Sur la base des tableaux détaillés des recettes obtenues lors d'une réunion à la douane, nous avons convenu avec la mission de retirer les dépenses fiscales des recettes brutes de la douane. Cette opération apparaît dans le PIB par branches sur la ligne "Droits et taxes à l'importation nets des subventions". Le même traitement a été appliqué au PIB de l'année 2013 afin de pouvoir calculer le taux de croissance de l'année 2014 sur des bases comparables.

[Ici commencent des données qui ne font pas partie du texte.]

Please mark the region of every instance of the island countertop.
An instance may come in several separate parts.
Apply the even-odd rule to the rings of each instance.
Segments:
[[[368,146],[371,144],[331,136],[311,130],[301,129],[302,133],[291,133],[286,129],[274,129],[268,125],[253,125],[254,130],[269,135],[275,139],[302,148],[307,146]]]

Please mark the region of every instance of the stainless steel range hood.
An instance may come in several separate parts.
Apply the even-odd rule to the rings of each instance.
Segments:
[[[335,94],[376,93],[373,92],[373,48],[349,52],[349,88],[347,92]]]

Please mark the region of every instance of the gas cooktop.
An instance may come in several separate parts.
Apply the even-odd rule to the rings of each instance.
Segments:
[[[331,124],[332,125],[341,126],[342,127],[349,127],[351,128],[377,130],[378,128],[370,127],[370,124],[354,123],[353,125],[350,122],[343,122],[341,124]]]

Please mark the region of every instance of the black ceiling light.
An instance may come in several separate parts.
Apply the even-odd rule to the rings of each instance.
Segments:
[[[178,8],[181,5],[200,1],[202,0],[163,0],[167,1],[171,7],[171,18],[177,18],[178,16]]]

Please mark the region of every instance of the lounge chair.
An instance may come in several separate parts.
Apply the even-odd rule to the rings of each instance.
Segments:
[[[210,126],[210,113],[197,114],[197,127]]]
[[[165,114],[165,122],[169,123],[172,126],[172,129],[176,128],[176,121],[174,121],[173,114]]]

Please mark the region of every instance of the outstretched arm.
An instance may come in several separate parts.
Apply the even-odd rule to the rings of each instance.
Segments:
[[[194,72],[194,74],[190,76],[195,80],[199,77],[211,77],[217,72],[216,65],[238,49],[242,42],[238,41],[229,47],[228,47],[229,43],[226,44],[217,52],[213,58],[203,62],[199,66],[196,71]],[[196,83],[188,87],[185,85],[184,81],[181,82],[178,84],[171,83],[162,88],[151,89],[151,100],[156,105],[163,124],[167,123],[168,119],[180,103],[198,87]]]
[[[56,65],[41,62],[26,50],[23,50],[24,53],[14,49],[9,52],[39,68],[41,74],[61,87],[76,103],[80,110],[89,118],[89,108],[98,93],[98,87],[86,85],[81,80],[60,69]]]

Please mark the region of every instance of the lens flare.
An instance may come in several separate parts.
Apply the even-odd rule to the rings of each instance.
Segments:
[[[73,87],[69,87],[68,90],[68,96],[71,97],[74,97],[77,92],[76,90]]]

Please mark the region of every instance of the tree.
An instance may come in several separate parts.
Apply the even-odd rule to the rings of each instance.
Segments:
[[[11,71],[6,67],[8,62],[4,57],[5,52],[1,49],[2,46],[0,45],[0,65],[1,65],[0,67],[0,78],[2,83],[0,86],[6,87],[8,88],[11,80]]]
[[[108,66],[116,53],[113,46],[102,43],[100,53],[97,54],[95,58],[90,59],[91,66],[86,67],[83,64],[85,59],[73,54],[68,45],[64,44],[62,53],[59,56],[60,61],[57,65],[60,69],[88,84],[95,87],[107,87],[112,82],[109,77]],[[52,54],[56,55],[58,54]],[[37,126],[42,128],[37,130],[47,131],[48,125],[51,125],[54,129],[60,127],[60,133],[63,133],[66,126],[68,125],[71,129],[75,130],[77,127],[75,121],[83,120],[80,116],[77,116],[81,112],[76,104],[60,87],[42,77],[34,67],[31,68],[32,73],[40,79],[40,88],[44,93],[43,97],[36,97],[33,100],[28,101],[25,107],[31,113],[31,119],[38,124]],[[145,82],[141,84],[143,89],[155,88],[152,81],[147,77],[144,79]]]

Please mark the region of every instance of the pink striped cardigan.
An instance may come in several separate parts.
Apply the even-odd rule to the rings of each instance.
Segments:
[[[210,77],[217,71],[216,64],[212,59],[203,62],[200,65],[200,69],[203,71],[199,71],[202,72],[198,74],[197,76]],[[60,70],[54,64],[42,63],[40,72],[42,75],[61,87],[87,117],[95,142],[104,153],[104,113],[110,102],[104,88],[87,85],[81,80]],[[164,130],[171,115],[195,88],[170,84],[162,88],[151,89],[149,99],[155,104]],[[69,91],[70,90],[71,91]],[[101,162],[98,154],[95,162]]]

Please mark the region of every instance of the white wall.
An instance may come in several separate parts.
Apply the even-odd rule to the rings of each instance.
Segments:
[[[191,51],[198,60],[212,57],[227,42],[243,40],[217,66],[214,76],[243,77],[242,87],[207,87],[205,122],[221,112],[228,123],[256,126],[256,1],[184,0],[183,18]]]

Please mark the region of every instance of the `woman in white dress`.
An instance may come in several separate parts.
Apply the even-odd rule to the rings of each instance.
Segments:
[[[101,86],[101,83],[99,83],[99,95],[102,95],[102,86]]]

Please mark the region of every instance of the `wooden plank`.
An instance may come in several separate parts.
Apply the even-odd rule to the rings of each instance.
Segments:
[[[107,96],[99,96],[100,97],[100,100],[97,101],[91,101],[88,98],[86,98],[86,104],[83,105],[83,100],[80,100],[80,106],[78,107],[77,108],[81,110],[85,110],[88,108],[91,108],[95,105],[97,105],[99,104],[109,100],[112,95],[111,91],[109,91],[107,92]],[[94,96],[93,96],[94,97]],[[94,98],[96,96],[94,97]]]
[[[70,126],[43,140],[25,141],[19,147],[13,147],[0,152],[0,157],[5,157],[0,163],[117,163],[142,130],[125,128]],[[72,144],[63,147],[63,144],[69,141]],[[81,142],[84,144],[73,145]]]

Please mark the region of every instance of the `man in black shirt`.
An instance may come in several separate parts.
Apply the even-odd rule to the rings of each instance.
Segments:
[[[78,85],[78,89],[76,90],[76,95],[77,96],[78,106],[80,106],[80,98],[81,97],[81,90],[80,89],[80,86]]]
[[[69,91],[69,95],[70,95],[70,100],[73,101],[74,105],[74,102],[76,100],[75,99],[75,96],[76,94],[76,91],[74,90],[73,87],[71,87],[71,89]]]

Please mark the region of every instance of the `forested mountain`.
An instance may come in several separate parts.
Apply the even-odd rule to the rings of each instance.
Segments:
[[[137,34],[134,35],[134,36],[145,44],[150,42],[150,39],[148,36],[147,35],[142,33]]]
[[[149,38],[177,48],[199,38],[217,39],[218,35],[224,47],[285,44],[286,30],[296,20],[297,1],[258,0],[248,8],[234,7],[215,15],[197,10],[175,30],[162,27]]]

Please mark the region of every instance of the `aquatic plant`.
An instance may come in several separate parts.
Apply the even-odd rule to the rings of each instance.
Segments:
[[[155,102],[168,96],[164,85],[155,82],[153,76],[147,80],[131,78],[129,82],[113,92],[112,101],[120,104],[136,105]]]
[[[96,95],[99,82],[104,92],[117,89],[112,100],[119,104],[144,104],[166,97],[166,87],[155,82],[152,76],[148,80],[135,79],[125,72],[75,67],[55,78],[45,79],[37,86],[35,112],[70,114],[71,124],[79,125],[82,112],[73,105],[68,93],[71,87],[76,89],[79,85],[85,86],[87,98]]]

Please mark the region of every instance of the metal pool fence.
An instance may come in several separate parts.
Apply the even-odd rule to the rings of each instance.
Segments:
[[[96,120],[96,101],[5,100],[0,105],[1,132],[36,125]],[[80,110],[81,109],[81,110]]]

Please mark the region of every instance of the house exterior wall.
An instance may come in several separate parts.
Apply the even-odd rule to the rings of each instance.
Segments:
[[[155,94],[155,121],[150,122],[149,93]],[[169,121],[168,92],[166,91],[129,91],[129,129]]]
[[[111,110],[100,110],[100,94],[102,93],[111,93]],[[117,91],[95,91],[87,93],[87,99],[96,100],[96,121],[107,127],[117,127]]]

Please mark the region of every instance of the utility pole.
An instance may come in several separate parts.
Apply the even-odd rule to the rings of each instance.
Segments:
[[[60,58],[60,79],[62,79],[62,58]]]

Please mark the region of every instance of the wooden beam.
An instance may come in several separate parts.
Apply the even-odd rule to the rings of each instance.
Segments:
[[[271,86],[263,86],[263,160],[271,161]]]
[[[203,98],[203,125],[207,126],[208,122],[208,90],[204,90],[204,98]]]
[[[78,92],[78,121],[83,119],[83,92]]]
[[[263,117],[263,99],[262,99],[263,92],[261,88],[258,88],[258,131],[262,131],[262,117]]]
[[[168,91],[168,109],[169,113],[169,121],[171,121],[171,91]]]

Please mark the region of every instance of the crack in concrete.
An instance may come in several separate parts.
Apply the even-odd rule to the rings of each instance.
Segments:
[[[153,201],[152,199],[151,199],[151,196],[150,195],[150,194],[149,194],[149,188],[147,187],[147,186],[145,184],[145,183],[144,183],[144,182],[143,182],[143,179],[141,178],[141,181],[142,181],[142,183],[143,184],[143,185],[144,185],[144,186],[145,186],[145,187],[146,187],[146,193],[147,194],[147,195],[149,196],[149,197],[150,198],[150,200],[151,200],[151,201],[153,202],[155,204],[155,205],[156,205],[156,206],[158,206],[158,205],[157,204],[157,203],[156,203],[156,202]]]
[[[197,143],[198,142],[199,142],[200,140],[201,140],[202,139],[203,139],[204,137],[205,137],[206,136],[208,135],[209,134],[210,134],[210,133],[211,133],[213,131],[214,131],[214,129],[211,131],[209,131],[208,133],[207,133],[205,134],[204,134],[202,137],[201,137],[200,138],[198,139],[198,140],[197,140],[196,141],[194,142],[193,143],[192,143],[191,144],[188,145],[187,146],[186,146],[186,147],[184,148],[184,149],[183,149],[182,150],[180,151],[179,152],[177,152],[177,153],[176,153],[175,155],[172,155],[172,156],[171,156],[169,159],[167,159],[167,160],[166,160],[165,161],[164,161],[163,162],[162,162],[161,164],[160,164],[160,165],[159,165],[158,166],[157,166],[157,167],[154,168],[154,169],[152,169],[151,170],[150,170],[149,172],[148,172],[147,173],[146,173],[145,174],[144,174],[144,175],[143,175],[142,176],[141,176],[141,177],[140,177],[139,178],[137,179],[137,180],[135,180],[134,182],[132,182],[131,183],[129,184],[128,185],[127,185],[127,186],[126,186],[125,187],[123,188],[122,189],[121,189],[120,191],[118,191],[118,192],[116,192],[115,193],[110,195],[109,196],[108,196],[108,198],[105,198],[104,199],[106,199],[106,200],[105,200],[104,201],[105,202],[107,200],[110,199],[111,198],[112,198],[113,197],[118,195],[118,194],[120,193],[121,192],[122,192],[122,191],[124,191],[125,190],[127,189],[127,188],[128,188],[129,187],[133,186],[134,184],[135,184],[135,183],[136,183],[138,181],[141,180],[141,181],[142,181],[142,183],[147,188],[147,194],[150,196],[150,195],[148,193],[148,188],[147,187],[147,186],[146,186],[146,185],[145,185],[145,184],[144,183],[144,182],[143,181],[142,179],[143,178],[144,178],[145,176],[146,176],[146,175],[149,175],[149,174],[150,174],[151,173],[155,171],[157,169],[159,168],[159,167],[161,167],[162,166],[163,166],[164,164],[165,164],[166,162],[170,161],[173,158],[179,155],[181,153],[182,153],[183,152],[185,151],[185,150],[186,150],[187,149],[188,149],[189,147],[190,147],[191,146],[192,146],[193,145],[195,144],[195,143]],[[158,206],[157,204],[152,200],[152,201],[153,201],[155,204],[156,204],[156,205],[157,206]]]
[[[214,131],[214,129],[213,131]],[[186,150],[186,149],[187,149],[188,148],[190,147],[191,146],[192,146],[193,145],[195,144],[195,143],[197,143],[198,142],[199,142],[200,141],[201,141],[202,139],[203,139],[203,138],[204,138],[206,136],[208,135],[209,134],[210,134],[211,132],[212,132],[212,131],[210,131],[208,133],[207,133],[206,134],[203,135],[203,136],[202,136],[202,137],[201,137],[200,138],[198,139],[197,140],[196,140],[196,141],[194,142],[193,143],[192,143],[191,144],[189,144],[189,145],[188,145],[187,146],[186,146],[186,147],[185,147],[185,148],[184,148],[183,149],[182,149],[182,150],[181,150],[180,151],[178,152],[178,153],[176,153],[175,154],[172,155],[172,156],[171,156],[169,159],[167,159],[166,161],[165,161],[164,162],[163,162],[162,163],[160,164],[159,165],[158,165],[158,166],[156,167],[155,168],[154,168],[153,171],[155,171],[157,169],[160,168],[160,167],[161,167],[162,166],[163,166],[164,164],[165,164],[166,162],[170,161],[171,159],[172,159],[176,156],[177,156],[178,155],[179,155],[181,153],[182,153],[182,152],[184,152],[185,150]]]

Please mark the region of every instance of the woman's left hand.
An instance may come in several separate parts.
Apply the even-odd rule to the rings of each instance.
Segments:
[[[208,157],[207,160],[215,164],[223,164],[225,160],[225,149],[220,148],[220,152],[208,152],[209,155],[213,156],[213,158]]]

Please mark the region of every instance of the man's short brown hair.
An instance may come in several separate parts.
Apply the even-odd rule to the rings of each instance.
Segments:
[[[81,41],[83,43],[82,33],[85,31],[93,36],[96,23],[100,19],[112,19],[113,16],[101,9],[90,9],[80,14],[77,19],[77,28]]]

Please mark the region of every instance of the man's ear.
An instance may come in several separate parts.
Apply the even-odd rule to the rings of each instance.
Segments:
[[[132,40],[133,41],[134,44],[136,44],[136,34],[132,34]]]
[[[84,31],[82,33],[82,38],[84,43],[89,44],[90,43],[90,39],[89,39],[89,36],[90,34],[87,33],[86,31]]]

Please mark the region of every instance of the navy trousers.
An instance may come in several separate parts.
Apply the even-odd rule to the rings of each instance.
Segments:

Cette opération conduit à une réduction du niveau du PIB. Le total PIB (somme des valeurs ajoutées plus les taxes indirectes sur les produits nets des subventions) doit être le même que celui que nous avons obtenu selon l'approche par la demande.

Nous venons de recevoir de l'équipe de la mission un tableau de l'OTR sur cette question que nous sommes en train d'analyser pour convenir avec la mission des montants à retrancher des DTI et de la TVA dans le PIB par branches.

La Division prévision poursuit par ailleurs le travail de mise à jour des estimations et des prévisions du PIB.